Are you ready to do this, not ashamed of your Lord, because He is not ashamed to call you His brother? This very night, this very week, yes, I worship Jesus Christ. I live for Christ. My life is driven by Christ because I'm one with Him. I'm set apart for Him. Everything is driven by Him. Everything is driven for Him because I love Christ. Christ is my all and Christ is my everything. This is the posture of a life that is set apart, set apart for the holy purpose, set apart for the holy God, set apart for our bridegroom, set apart for Jesus Christ, our Lord. We were rescued by Him and we are being sanctified for Him. That is your life. That is your life, Christian.

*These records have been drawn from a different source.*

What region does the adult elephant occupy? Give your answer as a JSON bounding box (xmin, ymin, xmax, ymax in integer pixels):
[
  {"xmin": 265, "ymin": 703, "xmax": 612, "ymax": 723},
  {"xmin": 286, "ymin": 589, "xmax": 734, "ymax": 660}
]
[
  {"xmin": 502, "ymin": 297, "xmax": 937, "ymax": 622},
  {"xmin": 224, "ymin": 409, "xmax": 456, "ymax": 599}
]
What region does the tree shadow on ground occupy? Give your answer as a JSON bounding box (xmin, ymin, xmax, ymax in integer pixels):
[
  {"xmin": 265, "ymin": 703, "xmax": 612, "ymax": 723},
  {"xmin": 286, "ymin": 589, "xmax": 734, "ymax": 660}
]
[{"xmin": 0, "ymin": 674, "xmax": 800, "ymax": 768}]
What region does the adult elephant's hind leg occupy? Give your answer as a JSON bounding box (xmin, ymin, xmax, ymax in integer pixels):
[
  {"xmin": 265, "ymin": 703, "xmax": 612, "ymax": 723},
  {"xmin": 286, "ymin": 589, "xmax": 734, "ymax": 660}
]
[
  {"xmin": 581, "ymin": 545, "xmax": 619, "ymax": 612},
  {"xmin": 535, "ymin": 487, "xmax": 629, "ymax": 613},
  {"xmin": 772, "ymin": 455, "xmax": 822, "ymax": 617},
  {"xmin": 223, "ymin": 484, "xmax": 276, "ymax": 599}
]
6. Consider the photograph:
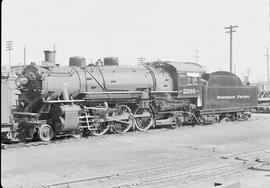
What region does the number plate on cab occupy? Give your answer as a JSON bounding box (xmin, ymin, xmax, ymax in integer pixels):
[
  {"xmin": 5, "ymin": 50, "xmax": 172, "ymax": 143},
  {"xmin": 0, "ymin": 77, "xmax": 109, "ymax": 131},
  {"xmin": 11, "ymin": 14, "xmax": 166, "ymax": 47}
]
[{"xmin": 178, "ymin": 86, "xmax": 201, "ymax": 97}]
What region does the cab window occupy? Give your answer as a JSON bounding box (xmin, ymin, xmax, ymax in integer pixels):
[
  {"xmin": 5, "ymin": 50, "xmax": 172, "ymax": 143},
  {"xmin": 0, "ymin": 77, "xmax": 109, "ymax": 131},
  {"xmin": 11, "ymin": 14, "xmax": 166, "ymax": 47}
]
[
  {"xmin": 187, "ymin": 77, "xmax": 199, "ymax": 85},
  {"xmin": 178, "ymin": 73, "xmax": 187, "ymax": 85}
]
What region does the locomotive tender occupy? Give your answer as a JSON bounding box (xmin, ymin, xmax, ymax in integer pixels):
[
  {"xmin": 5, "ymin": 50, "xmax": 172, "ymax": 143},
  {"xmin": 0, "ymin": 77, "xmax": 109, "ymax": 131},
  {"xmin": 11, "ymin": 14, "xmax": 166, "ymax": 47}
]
[{"xmin": 2, "ymin": 58, "xmax": 258, "ymax": 142}]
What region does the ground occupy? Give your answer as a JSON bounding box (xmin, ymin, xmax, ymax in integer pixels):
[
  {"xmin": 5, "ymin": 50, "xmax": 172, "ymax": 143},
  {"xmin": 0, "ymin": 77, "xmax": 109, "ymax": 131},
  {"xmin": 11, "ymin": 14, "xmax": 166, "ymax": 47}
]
[{"xmin": 1, "ymin": 114, "xmax": 270, "ymax": 188}]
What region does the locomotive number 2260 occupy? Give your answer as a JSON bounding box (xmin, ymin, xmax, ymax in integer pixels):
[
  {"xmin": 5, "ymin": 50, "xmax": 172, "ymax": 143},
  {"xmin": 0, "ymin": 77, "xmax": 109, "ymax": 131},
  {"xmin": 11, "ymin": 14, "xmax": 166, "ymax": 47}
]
[{"xmin": 183, "ymin": 88, "xmax": 197, "ymax": 95}]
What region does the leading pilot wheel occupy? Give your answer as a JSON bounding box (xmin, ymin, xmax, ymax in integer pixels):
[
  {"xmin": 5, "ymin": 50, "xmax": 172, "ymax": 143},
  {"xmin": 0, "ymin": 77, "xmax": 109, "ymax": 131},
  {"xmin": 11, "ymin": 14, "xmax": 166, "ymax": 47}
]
[
  {"xmin": 134, "ymin": 107, "xmax": 154, "ymax": 131},
  {"xmin": 38, "ymin": 124, "xmax": 54, "ymax": 142}
]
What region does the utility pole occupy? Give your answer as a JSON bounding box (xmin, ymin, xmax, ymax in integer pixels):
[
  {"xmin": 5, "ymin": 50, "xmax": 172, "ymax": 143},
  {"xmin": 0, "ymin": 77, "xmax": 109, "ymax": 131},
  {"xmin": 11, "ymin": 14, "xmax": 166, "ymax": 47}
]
[
  {"xmin": 268, "ymin": 0, "xmax": 270, "ymax": 40},
  {"xmin": 266, "ymin": 47, "xmax": 270, "ymax": 90},
  {"xmin": 6, "ymin": 41, "xmax": 13, "ymax": 71},
  {"xmin": 24, "ymin": 46, "xmax": 26, "ymax": 65},
  {"xmin": 224, "ymin": 25, "xmax": 238, "ymax": 73},
  {"xmin": 193, "ymin": 49, "xmax": 199, "ymax": 64},
  {"xmin": 246, "ymin": 68, "xmax": 251, "ymax": 83}
]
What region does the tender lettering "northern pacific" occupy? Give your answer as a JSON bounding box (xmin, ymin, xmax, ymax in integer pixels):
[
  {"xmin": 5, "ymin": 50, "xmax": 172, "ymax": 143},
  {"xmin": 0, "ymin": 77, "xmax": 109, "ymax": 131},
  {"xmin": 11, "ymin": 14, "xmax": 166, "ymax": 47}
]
[{"xmin": 217, "ymin": 95, "xmax": 250, "ymax": 99}]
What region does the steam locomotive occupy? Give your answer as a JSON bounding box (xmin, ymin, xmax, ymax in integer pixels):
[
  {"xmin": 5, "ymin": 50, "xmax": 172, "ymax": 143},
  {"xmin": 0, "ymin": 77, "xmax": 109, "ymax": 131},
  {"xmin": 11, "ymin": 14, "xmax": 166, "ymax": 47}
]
[{"xmin": 1, "ymin": 57, "xmax": 258, "ymax": 142}]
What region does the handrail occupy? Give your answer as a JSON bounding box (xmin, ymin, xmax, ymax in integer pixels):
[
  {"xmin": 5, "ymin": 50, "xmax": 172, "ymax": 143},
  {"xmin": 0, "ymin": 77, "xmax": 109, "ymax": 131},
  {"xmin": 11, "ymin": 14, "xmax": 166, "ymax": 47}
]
[
  {"xmin": 44, "ymin": 99, "xmax": 84, "ymax": 103},
  {"xmin": 81, "ymin": 90, "xmax": 179, "ymax": 95}
]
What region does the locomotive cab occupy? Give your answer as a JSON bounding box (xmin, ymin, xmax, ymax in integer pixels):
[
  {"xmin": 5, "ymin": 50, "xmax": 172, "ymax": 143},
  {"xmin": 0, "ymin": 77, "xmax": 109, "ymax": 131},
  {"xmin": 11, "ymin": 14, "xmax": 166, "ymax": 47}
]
[{"xmin": 163, "ymin": 62, "xmax": 205, "ymax": 108}]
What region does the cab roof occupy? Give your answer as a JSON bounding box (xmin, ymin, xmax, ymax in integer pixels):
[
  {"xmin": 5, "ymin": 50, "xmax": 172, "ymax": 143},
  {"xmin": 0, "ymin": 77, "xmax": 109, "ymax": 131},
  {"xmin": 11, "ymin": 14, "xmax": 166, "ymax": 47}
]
[{"xmin": 161, "ymin": 61, "xmax": 206, "ymax": 73}]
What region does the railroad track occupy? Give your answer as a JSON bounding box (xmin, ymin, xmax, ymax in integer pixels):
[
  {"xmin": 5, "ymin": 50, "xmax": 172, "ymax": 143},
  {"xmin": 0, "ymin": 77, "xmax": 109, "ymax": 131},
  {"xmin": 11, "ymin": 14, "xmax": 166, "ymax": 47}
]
[
  {"xmin": 1, "ymin": 117, "xmax": 260, "ymax": 150},
  {"xmin": 4, "ymin": 113, "xmax": 268, "ymax": 150},
  {"xmin": 1, "ymin": 127, "xmax": 171, "ymax": 150},
  {"xmin": 1, "ymin": 135, "xmax": 79, "ymax": 150},
  {"xmin": 42, "ymin": 148, "xmax": 269, "ymax": 188},
  {"xmin": 0, "ymin": 125, "xmax": 211, "ymax": 150},
  {"xmin": 3, "ymin": 113, "xmax": 266, "ymax": 150}
]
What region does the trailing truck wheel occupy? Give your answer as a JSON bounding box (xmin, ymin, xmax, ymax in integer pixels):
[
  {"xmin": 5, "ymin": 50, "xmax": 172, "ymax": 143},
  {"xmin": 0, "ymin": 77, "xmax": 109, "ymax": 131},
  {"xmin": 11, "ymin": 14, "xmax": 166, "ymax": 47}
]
[
  {"xmin": 134, "ymin": 107, "xmax": 154, "ymax": 131},
  {"xmin": 112, "ymin": 105, "xmax": 133, "ymax": 134},
  {"xmin": 38, "ymin": 124, "xmax": 54, "ymax": 142}
]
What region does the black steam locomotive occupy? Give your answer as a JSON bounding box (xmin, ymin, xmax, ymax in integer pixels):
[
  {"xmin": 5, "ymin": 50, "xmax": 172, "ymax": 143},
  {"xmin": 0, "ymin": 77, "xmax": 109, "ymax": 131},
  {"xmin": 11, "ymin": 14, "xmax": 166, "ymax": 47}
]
[{"xmin": 2, "ymin": 58, "xmax": 258, "ymax": 142}]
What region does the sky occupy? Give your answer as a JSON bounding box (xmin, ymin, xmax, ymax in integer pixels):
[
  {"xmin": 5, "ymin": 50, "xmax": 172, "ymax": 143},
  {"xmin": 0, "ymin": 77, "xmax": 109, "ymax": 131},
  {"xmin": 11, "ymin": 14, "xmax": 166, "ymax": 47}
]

So if we are being deemed to be being too serious about the Bible, may it be that in five years' time we are all the more serious about the Bible. If we're deemed to be uncompromising regarding how we worship or how we go about our Christian business, may it be that that would be a reputation that is all the more prominent in the years to come because Christ is who matters and we're set apart for Him and we desire and yearn to grow with Him, to be like Him, all the more individually and as the local church. For He who sanctifies and those who are sanctified are one, one with Christ and this is the glory of the gospel and the impact of the gospel in the lives that we live as His people.